MSC and mouse prostate cancer cells were cultured for 72 hours non contact after in vitro environment, study results suggest: 1, after morphological observation of MSC cells under light microscope is pleomorphic, co culture and individual culture results with clear boundary, no obvious abnormal.2, T3 cell differentiation showed fatty oil red O staining showed positive results of pink.3, select the specific mouse prostate cancer cells with high PSCA index of immunohistochemical staining of MSC after CO cultivation, suggesting a weak positive results.
conclusion
1, through this experiment, adherence screening method and appropriate cell culture conditions, culture and amplification of stable passage with cloning growth and morphological characteristics of fibroblast like cells isolated by oil red staining, and 0, has proved the mouse bone marrow adherent stem cell growth characteristics of mesenchymal stem cells check the flow cytometry.

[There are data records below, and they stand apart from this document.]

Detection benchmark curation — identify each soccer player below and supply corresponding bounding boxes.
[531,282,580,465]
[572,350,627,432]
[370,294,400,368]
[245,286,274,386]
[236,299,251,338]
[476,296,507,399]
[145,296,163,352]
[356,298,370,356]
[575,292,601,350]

2, this study by in vitro environmental non mouse prostate cancer cells were co cultured with MSC contact, confirmed after 72 hours after incubation, the cells changed phenotype in the MSC section, the expression of the PSCA marker with high specificity, which can get a preliminary speculation, that prostate cancer cells in mice co culture of various cytokine secretion system by paracrine mechanism and non fusion promoting effect of MSC to prostate epithelial differentiation. Therefore, this experiment can be speculated that the in vitro environment MSC induced by some cytokines secreted by tumor, differentiate into prostate cancer epithelial cells induced by tumor MSC tumor induced differentiation theory, put forward MSC differentiation theory, let us re understand the role of MSC in tumor formation, as gene target after tumor treatment and other aspects to provide more powerful theoretical support.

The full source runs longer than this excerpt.